Just Enough Assembly Language

Listed below are the PowerPC instructions used in this article. Following each is the expanded mnemonic, and a short description of what the instruction does (using the specified operands). The instructions are presented in mnemonic alphabetical order, not the order in which they are encountered in the code. For a thorough treatment of Power PC assembly language, refer to the references listed at the end of this article.

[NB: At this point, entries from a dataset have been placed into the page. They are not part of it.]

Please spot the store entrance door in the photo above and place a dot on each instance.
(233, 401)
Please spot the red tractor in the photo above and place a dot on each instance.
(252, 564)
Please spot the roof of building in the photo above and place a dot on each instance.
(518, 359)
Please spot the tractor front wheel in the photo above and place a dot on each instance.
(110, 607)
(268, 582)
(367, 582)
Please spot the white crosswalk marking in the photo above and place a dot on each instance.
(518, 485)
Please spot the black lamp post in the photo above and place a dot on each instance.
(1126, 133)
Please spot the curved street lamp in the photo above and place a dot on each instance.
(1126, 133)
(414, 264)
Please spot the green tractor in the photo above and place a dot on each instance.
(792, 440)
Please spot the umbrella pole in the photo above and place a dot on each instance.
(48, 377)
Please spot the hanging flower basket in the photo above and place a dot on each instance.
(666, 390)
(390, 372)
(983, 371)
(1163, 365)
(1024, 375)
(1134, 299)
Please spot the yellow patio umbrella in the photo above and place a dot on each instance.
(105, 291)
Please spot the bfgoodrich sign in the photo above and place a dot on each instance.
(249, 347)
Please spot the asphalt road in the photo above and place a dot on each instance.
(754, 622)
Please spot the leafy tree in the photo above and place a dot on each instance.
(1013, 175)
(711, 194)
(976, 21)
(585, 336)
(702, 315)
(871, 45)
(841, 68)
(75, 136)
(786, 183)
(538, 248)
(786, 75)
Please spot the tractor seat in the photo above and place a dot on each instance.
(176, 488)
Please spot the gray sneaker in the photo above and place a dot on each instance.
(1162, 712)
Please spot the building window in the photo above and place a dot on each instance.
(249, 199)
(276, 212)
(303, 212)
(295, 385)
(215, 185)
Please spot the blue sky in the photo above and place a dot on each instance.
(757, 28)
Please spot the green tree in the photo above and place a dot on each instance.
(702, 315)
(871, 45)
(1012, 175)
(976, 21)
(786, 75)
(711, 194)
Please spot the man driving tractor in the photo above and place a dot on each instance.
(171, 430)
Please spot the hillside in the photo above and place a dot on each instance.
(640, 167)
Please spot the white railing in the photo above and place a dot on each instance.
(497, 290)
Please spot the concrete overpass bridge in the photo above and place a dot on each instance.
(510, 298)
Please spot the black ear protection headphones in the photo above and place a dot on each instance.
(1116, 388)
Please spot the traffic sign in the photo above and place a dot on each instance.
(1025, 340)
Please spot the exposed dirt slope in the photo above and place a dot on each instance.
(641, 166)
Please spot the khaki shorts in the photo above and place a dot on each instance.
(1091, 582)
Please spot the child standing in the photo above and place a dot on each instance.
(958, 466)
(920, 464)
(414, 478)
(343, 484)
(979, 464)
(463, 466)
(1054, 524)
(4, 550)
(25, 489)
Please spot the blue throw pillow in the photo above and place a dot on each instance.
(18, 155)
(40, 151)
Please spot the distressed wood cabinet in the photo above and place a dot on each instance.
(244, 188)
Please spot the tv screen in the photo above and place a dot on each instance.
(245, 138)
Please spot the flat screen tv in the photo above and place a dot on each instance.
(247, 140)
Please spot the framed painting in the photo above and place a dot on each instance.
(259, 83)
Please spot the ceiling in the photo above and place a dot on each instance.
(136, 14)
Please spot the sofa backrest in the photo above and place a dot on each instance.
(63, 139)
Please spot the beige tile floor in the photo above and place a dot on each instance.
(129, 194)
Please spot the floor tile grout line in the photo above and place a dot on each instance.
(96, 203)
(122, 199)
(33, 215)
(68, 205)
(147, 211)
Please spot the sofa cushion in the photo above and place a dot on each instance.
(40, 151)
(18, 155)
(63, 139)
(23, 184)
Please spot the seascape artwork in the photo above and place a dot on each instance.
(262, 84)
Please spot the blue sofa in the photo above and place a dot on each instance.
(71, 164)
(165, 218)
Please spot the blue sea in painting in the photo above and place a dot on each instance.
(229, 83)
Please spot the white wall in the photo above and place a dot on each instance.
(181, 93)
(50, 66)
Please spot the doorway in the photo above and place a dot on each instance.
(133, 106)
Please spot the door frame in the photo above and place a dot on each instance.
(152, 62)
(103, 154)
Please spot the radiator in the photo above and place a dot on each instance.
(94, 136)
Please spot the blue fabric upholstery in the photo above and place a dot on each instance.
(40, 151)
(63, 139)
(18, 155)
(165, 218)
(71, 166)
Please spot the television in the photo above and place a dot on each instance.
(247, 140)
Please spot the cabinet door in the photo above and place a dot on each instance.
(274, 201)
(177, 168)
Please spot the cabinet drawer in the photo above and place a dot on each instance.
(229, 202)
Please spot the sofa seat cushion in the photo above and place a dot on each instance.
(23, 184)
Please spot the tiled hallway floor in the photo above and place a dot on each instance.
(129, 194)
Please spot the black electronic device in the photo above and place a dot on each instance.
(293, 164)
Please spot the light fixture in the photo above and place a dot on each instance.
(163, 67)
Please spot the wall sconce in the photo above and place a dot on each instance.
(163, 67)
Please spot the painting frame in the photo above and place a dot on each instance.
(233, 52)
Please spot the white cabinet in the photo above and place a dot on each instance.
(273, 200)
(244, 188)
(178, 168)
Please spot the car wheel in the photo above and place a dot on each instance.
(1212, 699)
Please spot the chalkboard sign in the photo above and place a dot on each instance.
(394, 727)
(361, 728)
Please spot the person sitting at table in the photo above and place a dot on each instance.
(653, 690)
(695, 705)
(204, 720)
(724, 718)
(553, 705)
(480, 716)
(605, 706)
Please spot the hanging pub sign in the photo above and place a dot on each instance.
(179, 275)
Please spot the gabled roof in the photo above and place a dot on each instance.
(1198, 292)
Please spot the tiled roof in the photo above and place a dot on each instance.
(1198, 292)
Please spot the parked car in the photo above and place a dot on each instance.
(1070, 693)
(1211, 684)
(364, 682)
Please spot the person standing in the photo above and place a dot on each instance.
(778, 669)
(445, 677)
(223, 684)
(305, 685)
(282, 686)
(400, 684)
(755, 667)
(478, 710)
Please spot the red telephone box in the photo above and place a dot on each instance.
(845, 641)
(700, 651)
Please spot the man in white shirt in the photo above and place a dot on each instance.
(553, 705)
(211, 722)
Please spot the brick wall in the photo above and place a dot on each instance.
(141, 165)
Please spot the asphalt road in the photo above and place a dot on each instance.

add r30,r30,r0: Add: store the sum of the values stored in r0 and r30 in r30.
addi r30,r30,1: Add Immediate: add 1 to the value stored in r30, and store the result in r30.
b *+12: Branch: continue execution at the location 12 bytes (3 instructions) after this instruction.
bdnz *-80: Branch if Decremented Count Register is Not Zero: decrement the Count Register, and if its value is not zero, continue execution 80 bytes (20 instructions) before this instruction.
bl.whileTest__Fv: Branch and Link: branch to the location specified and continue execution, saving the address of the next instruction to be executed in this routine in the Link Register.
blt *-12: Branch if Less Than: if the result of the previous comparison resulted in the Condition Register LT bit being set, continue execution at the instruction 12 bytes (3 instructions) prior to this instruction.
bne *-28: Branch if Not Equal: if the result of the previous compare operation is not zero, as recorded in the Condition Register EQ bit, continue execution at the instruction 28 bytes (7 instructions) before this instruction.
cmplw r31,r29: Compare Logical Word: perform an unsigned comparison between r29 and r31, and update the Condition Register as appropriate.
cmplwir31,$0000: Compare Logical Word Immediate: compare the value in r31 against 0, and set the appropriate flags in the Condition Register.
li r30,0: Load Immediate: move the value 0 into register r30.
lwzr3,gLimit(RTOC): Load Word and Zero: move the value of the global variable gLimit into register r3. Global variables are referenced as offsets from the Table of Contents register (RTOC).
mr r31,r29: Move Register: copy the contents of r29 into r31.
mtctr r0: Move To Count Register: copy the value in r0 to the Count Register (typically used for loop iteration).
mullw r0,r29,r28: Multiply integer word, return Low Word: store the product of the values stored in r28 and r29 in r0.
stmw r26,-24(SP): Store Multiple Word: store registers r26-r31 beginning at the location -24 bytes off the current stack pointer location.
stw r31,-4(SP): Store Word: store register r31 at the location -4 bytes off the current stack pointer location.
subir31,r31,1: Subtract Immediate: subtract 1 from the value in r31, and store the result in r31.
subic.r31,r31,1: Subtract Immediate Carrying: similar to subi, but set the Exception Register CA bit with the result of the carry (whether it occurs or not).

Example Code

The archive for this article includes the .c and .dump files. Listing 1 contains the source code used to test the optimization options. For illustration purposes, some of the functions contain redundant or unused variables, unoptimized loops, and so on.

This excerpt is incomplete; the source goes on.